Maximum likelihood estimation was used to fit all models. First, confirmatory factor analytic models were fit to examine the relations between Openness and Psychoticism. Structural equation models were then fit to examine the prediction of Apophenia by 1) Psychoticism and Intelligence, 2) Openness and Intelligence, and 3) shared variance of Openness and Psychoticism (henceforth O-P) and Intelligence.

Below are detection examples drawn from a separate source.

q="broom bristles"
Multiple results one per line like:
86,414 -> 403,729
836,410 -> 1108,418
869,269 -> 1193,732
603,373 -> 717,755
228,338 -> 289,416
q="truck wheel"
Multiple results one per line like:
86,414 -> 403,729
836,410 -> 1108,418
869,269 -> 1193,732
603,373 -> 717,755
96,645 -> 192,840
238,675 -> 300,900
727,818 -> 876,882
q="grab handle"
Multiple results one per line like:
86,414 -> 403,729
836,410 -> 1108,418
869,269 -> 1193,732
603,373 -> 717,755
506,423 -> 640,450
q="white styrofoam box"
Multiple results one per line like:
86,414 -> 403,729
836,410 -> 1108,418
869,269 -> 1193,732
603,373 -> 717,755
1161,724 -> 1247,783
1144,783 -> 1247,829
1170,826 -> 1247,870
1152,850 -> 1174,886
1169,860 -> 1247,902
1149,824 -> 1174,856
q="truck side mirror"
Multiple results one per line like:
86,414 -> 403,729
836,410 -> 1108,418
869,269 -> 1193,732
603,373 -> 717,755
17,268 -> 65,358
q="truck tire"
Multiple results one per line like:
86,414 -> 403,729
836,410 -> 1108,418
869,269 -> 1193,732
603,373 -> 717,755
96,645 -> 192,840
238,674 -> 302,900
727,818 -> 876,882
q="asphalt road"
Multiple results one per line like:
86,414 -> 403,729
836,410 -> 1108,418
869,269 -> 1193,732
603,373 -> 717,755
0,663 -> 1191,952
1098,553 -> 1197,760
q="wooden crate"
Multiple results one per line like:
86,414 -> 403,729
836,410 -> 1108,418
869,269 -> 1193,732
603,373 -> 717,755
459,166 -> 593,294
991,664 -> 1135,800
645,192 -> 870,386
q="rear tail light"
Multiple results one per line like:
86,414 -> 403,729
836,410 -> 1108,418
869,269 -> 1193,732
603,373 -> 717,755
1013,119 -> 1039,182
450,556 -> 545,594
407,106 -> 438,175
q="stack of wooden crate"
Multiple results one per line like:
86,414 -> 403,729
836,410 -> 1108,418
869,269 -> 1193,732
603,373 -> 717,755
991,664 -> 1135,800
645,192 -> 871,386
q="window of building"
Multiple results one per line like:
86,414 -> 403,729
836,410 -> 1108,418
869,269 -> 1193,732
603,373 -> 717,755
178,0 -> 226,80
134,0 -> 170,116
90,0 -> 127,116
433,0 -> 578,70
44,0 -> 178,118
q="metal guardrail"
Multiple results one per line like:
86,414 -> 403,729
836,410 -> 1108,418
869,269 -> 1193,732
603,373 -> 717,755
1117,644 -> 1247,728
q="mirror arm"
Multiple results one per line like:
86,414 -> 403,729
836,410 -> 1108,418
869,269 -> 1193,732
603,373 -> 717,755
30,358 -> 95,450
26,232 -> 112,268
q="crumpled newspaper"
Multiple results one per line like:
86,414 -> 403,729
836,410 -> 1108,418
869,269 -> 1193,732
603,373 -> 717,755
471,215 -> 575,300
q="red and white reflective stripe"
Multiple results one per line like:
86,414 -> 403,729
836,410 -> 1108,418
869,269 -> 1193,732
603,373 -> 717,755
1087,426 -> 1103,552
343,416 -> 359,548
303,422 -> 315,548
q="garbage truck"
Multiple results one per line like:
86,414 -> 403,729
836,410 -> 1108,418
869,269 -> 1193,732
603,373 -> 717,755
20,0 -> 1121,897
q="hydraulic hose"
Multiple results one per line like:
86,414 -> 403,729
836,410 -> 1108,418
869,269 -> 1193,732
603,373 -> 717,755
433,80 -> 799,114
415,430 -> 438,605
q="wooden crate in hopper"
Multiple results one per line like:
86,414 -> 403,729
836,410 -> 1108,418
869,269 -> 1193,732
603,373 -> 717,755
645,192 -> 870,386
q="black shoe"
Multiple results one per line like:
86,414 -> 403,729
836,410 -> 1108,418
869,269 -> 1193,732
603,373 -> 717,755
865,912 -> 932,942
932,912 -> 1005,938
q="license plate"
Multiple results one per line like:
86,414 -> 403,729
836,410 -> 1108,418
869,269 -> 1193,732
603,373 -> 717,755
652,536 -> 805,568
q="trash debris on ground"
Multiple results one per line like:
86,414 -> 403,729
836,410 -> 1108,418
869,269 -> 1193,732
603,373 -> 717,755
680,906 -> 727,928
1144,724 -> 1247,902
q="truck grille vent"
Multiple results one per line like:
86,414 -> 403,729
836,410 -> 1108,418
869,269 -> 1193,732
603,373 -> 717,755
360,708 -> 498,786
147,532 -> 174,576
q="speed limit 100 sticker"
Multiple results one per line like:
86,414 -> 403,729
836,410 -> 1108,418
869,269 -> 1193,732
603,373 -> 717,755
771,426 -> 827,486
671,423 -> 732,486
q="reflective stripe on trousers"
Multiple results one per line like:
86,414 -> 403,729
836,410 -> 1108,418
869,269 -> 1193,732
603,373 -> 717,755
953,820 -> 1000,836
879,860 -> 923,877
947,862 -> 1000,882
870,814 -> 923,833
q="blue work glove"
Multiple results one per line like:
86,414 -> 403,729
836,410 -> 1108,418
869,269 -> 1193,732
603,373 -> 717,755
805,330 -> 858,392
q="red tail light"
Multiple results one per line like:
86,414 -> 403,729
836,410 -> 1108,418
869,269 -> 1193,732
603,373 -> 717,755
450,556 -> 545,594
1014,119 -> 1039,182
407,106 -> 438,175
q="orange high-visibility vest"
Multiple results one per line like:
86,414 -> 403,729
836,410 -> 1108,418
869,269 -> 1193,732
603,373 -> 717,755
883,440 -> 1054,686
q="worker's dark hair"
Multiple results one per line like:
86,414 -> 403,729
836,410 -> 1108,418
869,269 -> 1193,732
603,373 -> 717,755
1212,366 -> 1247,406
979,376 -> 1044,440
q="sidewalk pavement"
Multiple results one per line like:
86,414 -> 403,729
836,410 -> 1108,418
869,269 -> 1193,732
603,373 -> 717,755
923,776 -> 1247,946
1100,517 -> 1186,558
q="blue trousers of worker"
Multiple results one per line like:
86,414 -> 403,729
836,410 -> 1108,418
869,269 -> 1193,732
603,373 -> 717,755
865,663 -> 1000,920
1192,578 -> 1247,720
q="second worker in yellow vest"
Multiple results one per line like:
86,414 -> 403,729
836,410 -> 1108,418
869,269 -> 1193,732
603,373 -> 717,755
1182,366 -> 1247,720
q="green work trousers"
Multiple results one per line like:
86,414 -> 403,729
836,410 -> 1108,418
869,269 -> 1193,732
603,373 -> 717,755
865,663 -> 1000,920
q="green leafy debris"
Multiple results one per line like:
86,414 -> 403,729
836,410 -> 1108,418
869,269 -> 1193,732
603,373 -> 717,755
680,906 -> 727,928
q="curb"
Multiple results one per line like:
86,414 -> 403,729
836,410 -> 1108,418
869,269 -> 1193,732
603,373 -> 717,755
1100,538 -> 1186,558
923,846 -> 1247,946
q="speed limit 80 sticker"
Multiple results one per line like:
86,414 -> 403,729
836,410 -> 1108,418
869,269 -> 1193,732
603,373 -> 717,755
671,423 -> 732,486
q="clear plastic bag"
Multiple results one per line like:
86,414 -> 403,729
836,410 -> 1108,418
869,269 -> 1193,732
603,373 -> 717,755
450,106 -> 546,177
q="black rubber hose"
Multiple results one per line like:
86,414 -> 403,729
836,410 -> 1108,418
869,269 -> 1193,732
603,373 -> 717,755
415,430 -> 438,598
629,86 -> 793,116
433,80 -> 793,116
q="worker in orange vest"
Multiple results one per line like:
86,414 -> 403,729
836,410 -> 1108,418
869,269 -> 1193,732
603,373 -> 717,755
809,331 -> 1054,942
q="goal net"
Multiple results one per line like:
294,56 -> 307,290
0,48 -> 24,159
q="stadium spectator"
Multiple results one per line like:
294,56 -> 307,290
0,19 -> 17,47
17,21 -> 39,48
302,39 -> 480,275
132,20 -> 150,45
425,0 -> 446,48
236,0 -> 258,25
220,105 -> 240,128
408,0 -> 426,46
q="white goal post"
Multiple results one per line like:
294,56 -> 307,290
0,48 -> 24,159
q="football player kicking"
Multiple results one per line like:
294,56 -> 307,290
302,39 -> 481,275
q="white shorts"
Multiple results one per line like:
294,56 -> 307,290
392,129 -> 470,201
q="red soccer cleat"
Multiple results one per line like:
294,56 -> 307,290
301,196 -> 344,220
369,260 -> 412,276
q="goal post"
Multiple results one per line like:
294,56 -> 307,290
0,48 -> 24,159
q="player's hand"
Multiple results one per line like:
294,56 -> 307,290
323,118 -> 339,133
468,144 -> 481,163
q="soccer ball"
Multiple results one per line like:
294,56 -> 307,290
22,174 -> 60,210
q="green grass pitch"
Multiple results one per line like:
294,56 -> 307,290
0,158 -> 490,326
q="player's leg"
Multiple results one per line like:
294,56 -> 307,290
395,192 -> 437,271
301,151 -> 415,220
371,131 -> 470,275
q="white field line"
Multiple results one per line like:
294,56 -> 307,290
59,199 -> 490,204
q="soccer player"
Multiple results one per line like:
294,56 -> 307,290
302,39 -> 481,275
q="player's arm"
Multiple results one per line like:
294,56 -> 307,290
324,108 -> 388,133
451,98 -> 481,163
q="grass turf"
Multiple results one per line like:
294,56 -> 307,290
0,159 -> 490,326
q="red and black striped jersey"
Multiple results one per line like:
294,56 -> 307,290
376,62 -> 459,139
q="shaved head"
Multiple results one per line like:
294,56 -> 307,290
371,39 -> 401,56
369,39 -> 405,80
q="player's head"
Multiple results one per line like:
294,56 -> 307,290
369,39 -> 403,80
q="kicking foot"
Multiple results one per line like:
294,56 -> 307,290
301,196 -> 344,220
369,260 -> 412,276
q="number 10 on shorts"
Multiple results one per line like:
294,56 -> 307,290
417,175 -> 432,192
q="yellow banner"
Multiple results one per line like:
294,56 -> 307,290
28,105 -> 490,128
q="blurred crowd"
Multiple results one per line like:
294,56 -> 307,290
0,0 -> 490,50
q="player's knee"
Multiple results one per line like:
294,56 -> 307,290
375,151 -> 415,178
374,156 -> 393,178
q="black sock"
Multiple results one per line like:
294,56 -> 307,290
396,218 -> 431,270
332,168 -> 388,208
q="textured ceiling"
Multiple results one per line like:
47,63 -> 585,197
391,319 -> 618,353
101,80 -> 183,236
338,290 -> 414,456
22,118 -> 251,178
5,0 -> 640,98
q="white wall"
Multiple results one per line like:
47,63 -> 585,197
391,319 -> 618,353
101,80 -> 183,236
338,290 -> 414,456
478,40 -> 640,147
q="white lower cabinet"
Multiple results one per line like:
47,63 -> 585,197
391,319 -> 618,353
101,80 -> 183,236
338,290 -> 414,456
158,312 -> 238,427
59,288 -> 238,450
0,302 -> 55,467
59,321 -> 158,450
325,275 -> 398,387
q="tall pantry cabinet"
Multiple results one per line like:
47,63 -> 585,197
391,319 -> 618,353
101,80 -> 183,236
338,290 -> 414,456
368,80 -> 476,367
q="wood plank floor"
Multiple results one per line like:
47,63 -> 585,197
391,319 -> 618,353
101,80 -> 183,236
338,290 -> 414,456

At the request of reviewers, a number of supplementary models were also fit. 1) All of the aforementioned associations were tested without controlling for Intelligence and with Intelligence-by-O-P interactions. 2) Openness and Psychoticism were examined as simultaneous predictors of Apophenia. 3) We conducted a set of discriminant validity analyses, using Neuroticism and Conscientiousness to predict our criterion variables. 4) Finally, we computed models using residualized False Negatives as criterion latent variables, as a further test of discriminant validity.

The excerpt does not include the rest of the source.